The Fastest Sword [天下第一劍] (1968)

Starring Liu Ping, Chu Jing, Go Ming, Han Chiang, Liu Wai, Chiu Keung, Lee Goon-Cheung, Law Hon, Man Gau, Chuen Yuen, Gam Lee-Sang, Man Man, Tai Leung, Ling Siu, Cheung Ching-Fung

Directed by Pan Lei

Expectations: Low.


Going into The Fastest Sword I had little to no expectations. It featured no one that I recognized from a quick look at the cast list and I had never heard of director Pan Lei either. The Fastest Sword took me by surprise though, as it’s actually a very good martial drama that revolves around the classic story trope of the cursed warrior who wants nothing more than to leave his past life behind him. It surprisingly brings together nearly all the necessary elements for a fun film: great directing, quality acting & martial performance, and a well-written screenplay.

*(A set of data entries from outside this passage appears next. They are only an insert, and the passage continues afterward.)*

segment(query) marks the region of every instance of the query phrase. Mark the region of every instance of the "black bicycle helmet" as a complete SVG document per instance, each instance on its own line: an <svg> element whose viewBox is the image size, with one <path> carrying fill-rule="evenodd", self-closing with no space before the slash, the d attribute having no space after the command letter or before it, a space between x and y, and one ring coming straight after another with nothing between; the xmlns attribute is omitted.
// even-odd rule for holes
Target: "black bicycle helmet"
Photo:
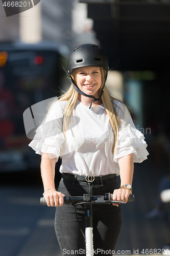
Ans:
<svg viewBox="0 0 170 256"><path fill-rule="evenodd" d="M82 92L71 77L71 72L75 69L88 66L103 67L106 69L106 74L105 82L102 88L101 95L99 98L95 98L93 96L88 95ZM103 49L96 45L85 44L77 46L70 51L68 55L67 58L67 71L71 79L72 86L78 93L87 97L93 98L93 100L91 101L90 109L91 106L92 101L100 100L101 98L107 77L108 69L109 62L107 56Z"/></svg>

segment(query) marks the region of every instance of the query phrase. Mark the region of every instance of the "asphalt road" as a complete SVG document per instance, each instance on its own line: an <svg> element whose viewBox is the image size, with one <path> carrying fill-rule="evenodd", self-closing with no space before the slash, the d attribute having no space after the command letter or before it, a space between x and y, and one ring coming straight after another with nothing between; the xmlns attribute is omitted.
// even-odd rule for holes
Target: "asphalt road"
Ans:
<svg viewBox="0 0 170 256"><path fill-rule="evenodd" d="M153 254L149 251L155 249L154 254L159 254L170 243L169 221L145 218L156 205L160 177L147 163L135 166L135 201L123 206L117 254ZM61 256L54 230L55 208L40 204L42 193L37 170L0 174L0 256Z"/></svg>

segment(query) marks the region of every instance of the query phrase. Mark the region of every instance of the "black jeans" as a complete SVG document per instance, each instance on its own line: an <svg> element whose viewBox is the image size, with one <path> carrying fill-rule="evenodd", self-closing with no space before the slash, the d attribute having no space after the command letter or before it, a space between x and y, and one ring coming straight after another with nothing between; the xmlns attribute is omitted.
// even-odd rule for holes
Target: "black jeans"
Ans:
<svg viewBox="0 0 170 256"><path fill-rule="evenodd" d="M61 179L58 191L65 196L104 195L113 193L118 188L116 178L92 183ZM84 205L76 207L80 225L85 232ZM121 207L111 204L93 205L94 254L112 255L115 247L122 225ZM75 208L71 204L56 208L55 230L63 255L85 255L84 238L76 219ZM109 253L108 253L109 252Z"/></svg>

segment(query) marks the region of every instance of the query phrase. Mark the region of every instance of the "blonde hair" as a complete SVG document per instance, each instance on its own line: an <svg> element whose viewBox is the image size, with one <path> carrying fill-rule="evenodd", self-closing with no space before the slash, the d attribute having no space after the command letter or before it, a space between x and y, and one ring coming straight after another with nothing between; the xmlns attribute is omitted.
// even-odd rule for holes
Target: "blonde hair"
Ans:
<svg viewBox="0 0 170 256"><path fill-rule="evenodd" d="M102 86L99 89L100 95L102 91L102 88L105 82L105 76L106 74L106 71L105 69L102 67L100 67L100 70L102 76ZM73 71L71 74L72 78L76 82L77 81L77 69L76 69ZM116 100L119 101L119 100L111 95L106 86L104 87L103 91L104 92L101 99L105 108L106 113L108 115L113 130L114 140L112 152L113 154L117 143L118 126L119 124L119 120L118 118L117 114L114 106L113 100ZM64 111L63 125L65 127L64 131L67 130L67 126L68 124L72 110L78 98L78 96L79 93L74 89L72 85L71 84L68 90L65 93L64 93L63 95L60 96L58 100L59 101L63 100L67 101ZM121 110L121 109L120 109Z"/></svg>

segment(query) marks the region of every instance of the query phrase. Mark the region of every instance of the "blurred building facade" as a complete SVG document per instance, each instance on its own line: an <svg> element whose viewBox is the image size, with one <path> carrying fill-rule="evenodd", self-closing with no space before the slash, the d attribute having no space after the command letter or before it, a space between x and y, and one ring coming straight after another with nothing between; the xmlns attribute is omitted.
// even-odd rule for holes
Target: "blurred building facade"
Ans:
<svg viewBox="0 0 170 256"><path fill-rule="evenodd" d="M0 41L36 43L47 40L69 48L96 42L87 5L78 0L41 0L33 8L7 17L0 3Z"/></svg>

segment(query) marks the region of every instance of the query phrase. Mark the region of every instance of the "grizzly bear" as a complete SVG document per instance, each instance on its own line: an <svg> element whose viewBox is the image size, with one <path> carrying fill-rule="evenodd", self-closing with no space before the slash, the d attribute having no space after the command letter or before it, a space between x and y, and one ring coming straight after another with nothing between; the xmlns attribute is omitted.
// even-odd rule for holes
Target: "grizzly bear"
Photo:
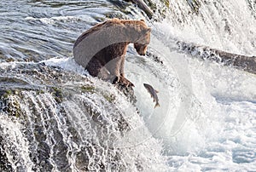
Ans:
<svg viewBox="0 0 256 172"><path fill-rule="evenodd" d="M93 77L134 86L125 77L125 55L129 43L145 55L151 29L144 20L108 20L80 35L73 45L75 61Z"/></svg>

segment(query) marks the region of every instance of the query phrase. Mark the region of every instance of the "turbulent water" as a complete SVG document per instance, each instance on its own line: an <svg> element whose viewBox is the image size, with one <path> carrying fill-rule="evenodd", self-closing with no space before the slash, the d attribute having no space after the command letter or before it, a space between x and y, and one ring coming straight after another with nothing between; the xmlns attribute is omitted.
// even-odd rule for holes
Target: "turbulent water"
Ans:
<svg viewBox="0 0 256 172"><path fill-rule="evenodd" d="M256 171L255 74L177 43L255 56L256 2L152 2L151 20L125 1L0 2L0 171ZM146 57L126 54L136 100L73 59L113 17L153 30Z"/></svg>

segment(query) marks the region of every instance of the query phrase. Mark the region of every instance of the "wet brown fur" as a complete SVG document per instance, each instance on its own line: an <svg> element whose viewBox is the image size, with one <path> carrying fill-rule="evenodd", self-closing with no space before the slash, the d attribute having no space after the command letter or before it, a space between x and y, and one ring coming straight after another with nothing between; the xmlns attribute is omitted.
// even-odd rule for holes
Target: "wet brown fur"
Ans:
<svg viewBox="0 0 256 172"><path fill-rule="evenodd" d="M121 30L124 30L122 36L116 35L115 32L109 32L113 37L130 37L129 31L136 32L132 34L136 37L134 48L137 52L141 55L145 55L147 45L150 41L150 28L147 26L143 20L119 20L112 19L108 20L103 23L100 23L84 32L74 43L73 48L78 46L84 39L89 35L94 34L96 32L101 32L104 28L108 26L118 26ZM125 32L128 32L127 36ZM112 82L121 83L125 85L133 86L133 84L125 77L124 66L125 66L125 55L126 54L128 44L131 42L124 41L123 43L118 43L109 45L98 53L96 53L86 64L79 64L84 66L89 73L94 77L99 77L102 79L110 79ZM76 56L74 55L76 59Z"/></svg>

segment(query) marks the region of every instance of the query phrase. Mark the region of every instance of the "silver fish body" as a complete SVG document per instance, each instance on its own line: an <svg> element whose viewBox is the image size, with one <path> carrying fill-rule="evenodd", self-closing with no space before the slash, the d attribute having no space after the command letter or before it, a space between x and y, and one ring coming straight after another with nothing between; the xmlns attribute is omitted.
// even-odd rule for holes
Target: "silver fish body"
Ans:
<svg viewBox="0 0 256 172"><path fill-rule="evenodd" d="M153 97L154 102L155 101L154 108L157 106L160 106L159 99L156 95L158 93L158 91L155 90L151 85L149 85L148 83L143 83L143 85L146 88L146 89L148 90L148 92L150 94L151 97Z"/></svg>

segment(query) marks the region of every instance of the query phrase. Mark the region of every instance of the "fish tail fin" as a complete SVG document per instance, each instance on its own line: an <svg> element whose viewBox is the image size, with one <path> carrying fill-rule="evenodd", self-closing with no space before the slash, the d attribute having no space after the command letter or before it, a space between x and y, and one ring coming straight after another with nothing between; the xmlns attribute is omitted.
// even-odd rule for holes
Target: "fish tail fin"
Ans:
<svg viewBox="0 0 256 172"><path fill-rule="evenodd" d="M155 106L154 106L154 108L155 108L155 107L157 107L157 106L159 106L159 107L160 106L160 104L159 104L158 102L155 104Z"/></svg>

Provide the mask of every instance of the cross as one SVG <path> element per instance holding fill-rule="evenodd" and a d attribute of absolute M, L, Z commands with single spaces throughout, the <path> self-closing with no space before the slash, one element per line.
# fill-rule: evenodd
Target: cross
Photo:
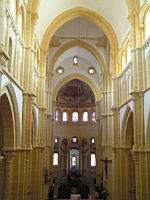
<path fill-rule="evenodd" d="M 107 168 L 108 167 L 108 163 L 112 162 L 112 160 L 108 160 L 107 157 L 106 157 L 105 160 L 101 159 L 101 161 L 104 162 L 104 164 L 105 164 L 105 173 L 106 173 L 106 179 L 107 179 L 107 175 L 108 175 L 108 172 L 107 172 L 107 170 L 108 170 L 108 168 Z"/>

The film opens with a badass swordsman from the South (Liu Ping) taking on three combatants who have come to avenge their brother’s murder. He quickly takes them out and an old man steps up and challenges the swordsman to a duel. If the old man wins, the famous Southern Sword must stay with him and train for three years. The cocky young man agrees and within the space of a few seconds he’s bested by the bearded elderly master. The film then moves into what is the first real extended master/pupil sequence I’ve seen while doing this review series, and I welcome the scene with open arms. It isn’t the training sequences martial arts fans are accustomed though (so don’t envision Challenge of the Masters), but it features some of the best moments of the film, specifically when the master tasks his student with carving a statue out of a giant rock. The master gives his student his task and then says, “I’ll be back in six months.” It’s a fantastic scene and one that eventually leads our hero to seek a new life as a mason in a small town.